While many computer vision problems are formulated as purely bottom-up processes, it is well known that top-down cues play an important role in human perception. But how can we integrate this high-level knowledge into current models? In this project, we investigate this question and propose models for stereo [ ], scene flow [ ], and 3D scene understanding [ ] which formulate our prior belief about the scene in terms of high-order random fields [ ]. We also tackle the aspect of tractable approximate inference which is particularly challenging for these kind of models.

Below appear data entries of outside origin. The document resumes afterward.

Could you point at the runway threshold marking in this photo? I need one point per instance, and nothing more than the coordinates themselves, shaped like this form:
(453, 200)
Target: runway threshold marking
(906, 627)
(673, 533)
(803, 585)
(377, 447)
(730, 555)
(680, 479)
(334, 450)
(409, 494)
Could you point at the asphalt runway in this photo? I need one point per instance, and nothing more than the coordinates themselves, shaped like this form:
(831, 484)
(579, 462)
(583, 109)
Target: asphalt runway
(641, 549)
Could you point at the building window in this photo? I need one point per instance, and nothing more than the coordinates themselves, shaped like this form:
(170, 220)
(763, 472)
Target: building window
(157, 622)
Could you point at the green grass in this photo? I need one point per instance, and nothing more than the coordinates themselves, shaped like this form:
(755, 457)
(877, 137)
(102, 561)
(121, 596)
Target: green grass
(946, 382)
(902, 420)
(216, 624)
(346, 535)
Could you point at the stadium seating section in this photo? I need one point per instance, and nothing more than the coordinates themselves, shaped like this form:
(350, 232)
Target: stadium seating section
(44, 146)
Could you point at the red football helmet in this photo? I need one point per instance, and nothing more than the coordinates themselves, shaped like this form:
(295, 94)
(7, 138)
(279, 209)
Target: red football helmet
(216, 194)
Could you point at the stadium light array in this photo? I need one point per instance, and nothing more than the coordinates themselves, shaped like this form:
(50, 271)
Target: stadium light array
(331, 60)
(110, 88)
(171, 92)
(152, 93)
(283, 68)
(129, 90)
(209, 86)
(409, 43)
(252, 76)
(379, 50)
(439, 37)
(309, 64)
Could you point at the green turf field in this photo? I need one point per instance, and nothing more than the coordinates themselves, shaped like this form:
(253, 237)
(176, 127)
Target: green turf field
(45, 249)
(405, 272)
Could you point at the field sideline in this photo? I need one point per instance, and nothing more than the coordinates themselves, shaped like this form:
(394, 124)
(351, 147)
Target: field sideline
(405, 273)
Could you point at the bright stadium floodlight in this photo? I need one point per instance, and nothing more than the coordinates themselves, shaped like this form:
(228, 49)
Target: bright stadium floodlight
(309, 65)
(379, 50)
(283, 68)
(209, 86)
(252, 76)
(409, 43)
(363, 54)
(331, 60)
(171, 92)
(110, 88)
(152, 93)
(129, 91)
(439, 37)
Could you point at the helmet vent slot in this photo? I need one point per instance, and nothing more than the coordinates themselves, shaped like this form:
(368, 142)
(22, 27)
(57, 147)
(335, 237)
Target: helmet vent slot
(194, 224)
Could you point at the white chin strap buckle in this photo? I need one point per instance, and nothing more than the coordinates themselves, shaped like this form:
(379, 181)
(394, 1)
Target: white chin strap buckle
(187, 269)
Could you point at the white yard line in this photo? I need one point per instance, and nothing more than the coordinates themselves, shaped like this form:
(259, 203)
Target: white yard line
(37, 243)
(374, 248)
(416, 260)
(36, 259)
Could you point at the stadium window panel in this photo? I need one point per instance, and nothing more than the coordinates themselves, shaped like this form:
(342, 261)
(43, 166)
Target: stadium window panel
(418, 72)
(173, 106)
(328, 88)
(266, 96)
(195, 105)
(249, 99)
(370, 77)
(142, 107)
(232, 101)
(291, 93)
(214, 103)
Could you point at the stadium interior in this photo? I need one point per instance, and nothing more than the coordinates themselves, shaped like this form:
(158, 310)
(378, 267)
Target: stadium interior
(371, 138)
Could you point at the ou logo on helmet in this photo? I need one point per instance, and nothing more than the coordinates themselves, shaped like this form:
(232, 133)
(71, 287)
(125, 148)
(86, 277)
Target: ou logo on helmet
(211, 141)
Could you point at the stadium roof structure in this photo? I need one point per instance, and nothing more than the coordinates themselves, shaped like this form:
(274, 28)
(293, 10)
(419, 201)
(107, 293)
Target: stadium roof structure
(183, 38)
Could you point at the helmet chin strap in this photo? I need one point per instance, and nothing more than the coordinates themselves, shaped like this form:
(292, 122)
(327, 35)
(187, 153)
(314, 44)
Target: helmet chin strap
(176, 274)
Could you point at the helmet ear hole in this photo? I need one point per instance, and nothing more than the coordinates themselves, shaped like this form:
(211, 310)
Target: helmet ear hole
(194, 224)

Stereo techniques have witnessed tremendous progress over the last decades, yet some aspects of the problem remain challenging today. Striking examples are reflective and textureless surfaces which cannot easily be recovered using traditional local regularizers. In [ ], we therefore propose to regularize over larger distances using object-category specific disparity proposals. Our model encodes the fact that objects of certain categories are not arbitrarily shaped but typically exhibit regular structures. We integrate this knowledge as non-local regularizer for the challenging object category "car" into a superpixel based CRF framework and demonstrate its benefits on the KITTI stereo evaluation.

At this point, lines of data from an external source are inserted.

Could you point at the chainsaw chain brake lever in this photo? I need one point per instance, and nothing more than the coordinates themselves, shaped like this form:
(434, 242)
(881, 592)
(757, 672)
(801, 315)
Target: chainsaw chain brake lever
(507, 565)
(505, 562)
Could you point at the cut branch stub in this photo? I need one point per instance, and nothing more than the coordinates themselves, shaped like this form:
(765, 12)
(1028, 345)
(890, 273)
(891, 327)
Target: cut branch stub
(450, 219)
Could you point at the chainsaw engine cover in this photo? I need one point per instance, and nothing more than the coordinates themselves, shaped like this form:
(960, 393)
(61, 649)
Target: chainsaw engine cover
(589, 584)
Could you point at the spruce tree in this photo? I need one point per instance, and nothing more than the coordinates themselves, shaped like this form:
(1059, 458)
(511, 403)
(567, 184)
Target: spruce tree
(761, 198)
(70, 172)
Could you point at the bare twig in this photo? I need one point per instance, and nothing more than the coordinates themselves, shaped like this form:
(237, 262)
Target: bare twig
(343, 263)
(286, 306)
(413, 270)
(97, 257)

In [ ], we propose a novel model and dataset for 3D scene flow estimation with an application to autonomous driving. Taking advantage of the fact that outdoor scenes often decompose into a small number of independently moving objects, we represent each element in the scene by its rigid motion parameters and each superpixel by a 3D plane as well as an index to the corresponding object. This minimal representation increases robustness and leads to a discrete-continuous CRF where the data term decomposes into pairwise potentials between superpixels and objects. Moreover, our model intrinsically segments the scene into its constituting dynamic components. We demonstrate the performance of our model on existing benchmarks as well as a novel realistic dataset with scene flow ground truth. We obtain this dataset by annotating 400 dynamic scenes from the KITTI raw data collection using detailed 3D CAD models for all vehicles in motion. Our experiments also reveal novel challenges which cannot be handled by existing methods.